Taiwanese chipmaker TSMC on Tuesday committed 3.5 billion euros ($3.8 billion) to a factory in Germany, its first in Europe, taking advantage of huge state support for the $11 billion plant as the continent seeks to bring supply chains closer to home.
There is nothing fast or cheap about bleeding edge chip manufacturing, and simply having a Taiwanese company’s factory in your country doesn’t mean that your country has the expertise in that industry. There are going to be trade secrets that never leave the walls of TSMC’s offices. And with how automated many of these high end factories are, a local workforce isn’t gaining enough expertise to leverage what they learn and break out on their own (just as an example).

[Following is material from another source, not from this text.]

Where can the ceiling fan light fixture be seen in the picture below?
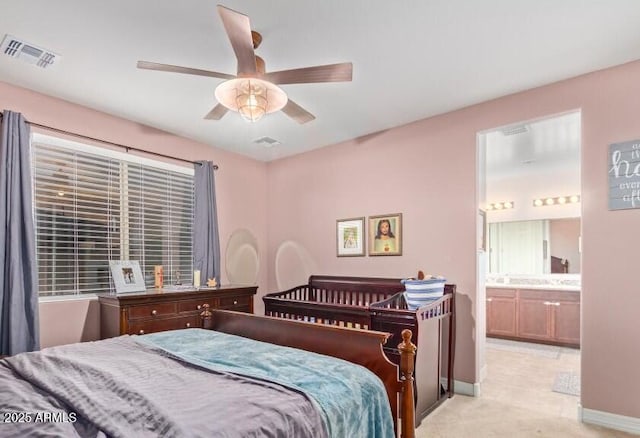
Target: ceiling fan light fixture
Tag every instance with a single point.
(251, 97)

If you really want to be a player in that field, you invest in home-grown solutions - universities which research the bleeding edge of chip production, German-based companies with their own production. It isn’t easy. None of this is, but the $5B that Germany is spending on this deal might have gone a long ways in at least starting some of these other things going. They could have tried to partner with Siemens or Bosch or other similar high tech giant to start a chip division.
The US government does something sort of like this with it’s DARPA competitions, as well as when partnering with NASA or the DoD.
I am not saying that governments shouldn’t partner with companies to invest in new plants, but damn is $5B a ton of money and I always feel like these companies are playing us for suckers for essentially funding their risks without giving us any of their profits.